Depuis des décennies, des messages de haine ont été proférés. Des violences de masse s’en sont suivies. La campagne électorale de 2020 approche. Coup de projecteur sur les messages de haine avec Aloys Batungwanayo, membre de la Commission vérité réconciliation (CVR).
Que peut-on comprendre par message de la haine ?

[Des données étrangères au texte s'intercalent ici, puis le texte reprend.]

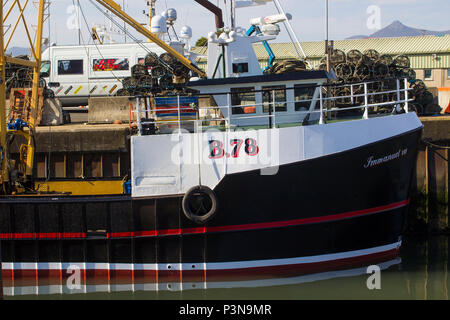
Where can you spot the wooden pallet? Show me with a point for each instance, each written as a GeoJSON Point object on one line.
{"type": "Point", "coordinates": [20, 105]}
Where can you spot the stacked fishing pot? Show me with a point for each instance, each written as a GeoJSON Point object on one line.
{"type": "Point", "coordinates": [381, 71]}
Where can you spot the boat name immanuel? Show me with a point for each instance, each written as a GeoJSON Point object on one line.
{"type": "Point", "coordinates": [371, 162]}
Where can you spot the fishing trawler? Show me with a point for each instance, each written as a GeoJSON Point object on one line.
{"type": "Point", "coordinates": [243, 173]}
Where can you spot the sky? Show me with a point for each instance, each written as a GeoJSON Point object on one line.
{"type": "Point", "coordinates": [346, 17]}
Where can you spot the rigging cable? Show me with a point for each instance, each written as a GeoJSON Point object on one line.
{"type": "Point", "coordinates": [168, 67]}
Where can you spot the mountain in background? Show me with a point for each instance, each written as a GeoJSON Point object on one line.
{"type": "Point", "coordinates": [398, 29]}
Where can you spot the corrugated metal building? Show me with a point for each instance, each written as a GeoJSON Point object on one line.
{"type": "Point", "coordinates": [429, 56]}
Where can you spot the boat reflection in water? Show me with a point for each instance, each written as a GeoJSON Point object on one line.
{"type": "Point", "coordinates": [420, 272]}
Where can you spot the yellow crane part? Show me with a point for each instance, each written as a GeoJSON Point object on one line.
{"type": "Point", "coordinates": [117, 10]}
{"type": "Point", "coordinates": [27, 151]}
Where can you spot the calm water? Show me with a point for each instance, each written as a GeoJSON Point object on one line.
{"type": "Point", "coordinates": [421, 272]}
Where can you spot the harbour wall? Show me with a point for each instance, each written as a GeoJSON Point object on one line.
{"type": "Point", "coordinates": [429, 211]}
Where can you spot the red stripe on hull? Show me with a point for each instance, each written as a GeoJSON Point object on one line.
{"type": "Point", "coordinates": [103, 276]}
{"type": "Point", "coordinates": [202, 230]}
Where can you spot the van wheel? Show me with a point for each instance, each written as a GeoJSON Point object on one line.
{"type": "Point", "coordinates": [200, 204]}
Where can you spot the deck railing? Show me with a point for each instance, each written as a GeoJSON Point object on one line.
{"type": "Point", "coordinates": [322, 103]}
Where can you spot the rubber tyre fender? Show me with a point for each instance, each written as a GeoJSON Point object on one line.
{"type": "Point", "coordinates": [200, 219]}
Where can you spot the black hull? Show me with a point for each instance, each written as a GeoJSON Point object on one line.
{"type": "Point", "coordinates": [331, 212]}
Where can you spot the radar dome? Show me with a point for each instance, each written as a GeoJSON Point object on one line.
{"type": "Point", "coordinates": [186, 32]}
{"type": "Point", "coordinates": [159, 25]}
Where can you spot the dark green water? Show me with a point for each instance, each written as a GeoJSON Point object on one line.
{"type": "Point", "coordinates": [420, 273]}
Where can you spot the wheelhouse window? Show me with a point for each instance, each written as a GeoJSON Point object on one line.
{"type": "Point", "coordinates": [280, 98]}
{"type": "Point", "coordinates": [243, 100]}
{"type": "Point", "coordinates": [112, 64]}
{"type": "Point", "coordinates": [70, 67]}
{"type": "Point", "coordinates": [303, 92]}
{"type": "Point", "coordinates": [45, 68]}
{"type": "Point", "coordinates": [240, 67]}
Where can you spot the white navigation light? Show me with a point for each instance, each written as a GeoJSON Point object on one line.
{"type": "Point", "coordinates": [186, 32]}
{"type": "Point", "coordinates": [270, 30]}
{"type": "Point", "coordinates": [276, 18]}
{"type": "Point", "coordinates": [159, 25]}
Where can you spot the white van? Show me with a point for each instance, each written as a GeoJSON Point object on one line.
{"type": "Point", "coordinates": [76, 73]}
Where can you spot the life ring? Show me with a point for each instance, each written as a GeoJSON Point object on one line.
{"type": "Point", "coordinates": [200, 204]}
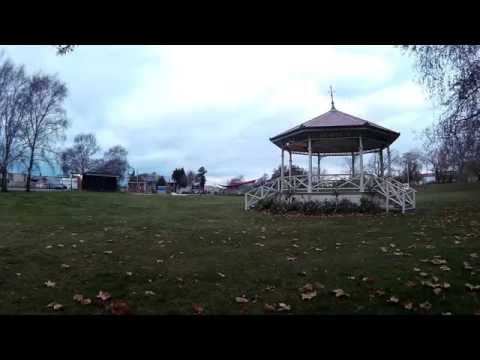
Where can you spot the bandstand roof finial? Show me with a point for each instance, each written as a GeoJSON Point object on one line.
{"type": "Point", "coordinates": [331, 96]}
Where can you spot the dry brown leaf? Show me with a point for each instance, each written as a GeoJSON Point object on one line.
{"type": "Point", "coordinates": [340, 293]}
{"type": "Point", "coordinates": [103, 295]}
{"type": "Point", "coordinates": [408, 305]}
{"type": "Point", "coordinates": [77, 297]}
{"type": "Point", "coordinates": [425, 305]}
{"type": "Point", "coordinates": [472, 287]}
{"type": "Point", "coordinates": [308, 295]}
{"type": "Point", "coordinates": [49, 283]}
{"type": "Point", "coordinates": [269, 307]}
{"type": "Point", "coordinates": [393, 299]}
{"type": "Point", "coordinates": [198, 308]}
{"type": "Point", "coordinates": [55, 306]}
{"type": "Point", "coordinates": [438, 261]}
{"type": "Point", "coordinates": [283, 307]}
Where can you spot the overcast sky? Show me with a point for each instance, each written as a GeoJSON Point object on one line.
{"type": "Point", "coordinates": [217, 106]}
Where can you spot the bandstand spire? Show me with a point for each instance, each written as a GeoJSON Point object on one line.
{"type": "Point", "coordinates": [331, 96]}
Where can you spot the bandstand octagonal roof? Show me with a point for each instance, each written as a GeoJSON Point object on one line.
{"type": "Point", "coordinates": [335, 132]}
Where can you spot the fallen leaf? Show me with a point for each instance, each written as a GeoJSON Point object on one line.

Un message/discours de haine le plus souvent sous le terme anglophone «hate speech », désigne un type de discours qui attaque une personne ou un groupe de personnes sur la base de caractéristiques diverses (races, âge, sexe, tribu, ethnie, clans, religion, etc.). Il vise à intimider, à inciter à la violence ou aux préjugés/stéréotypes contre une personne ou un groupe de personnes.
Sous quelles catégories se présentent les messages de haine ?
Les messages de haine se transmettent soit par écrit, à l’oral ou par des signes.
Au Burundi, en 2015, il y a eu une expression que certains membres du CNDD-FDD ont utilisée. Il s’agit du terme « Kumesa », lessiver. Quelqu’un qui te voie et mime le lavage des mains. C’est un message de haine car on ne lave pas une personne. Cela montre qu’on vous a chosifié. Dans la grande crise de 1993, on demandait une carte nationale d’identité. Certains membres de la communauté tutsie touchaient leur nez avec le pouce. Ce qui montrait que leur carte est le nez pointu à l’opposé du nez épaté. Pour le cas contraire les autres se sentaient visés. Voilà des exemples de signes.
A l’oral, nous constatons que quelques familles donnent des noms à leurs enfants comme « Baratumaze » (on nous a exterminés). Si on m’appelle ainsi, quelle sera mon attitude ? Je me mets donc sur la défensive et au moment opportun, je vais attaquer.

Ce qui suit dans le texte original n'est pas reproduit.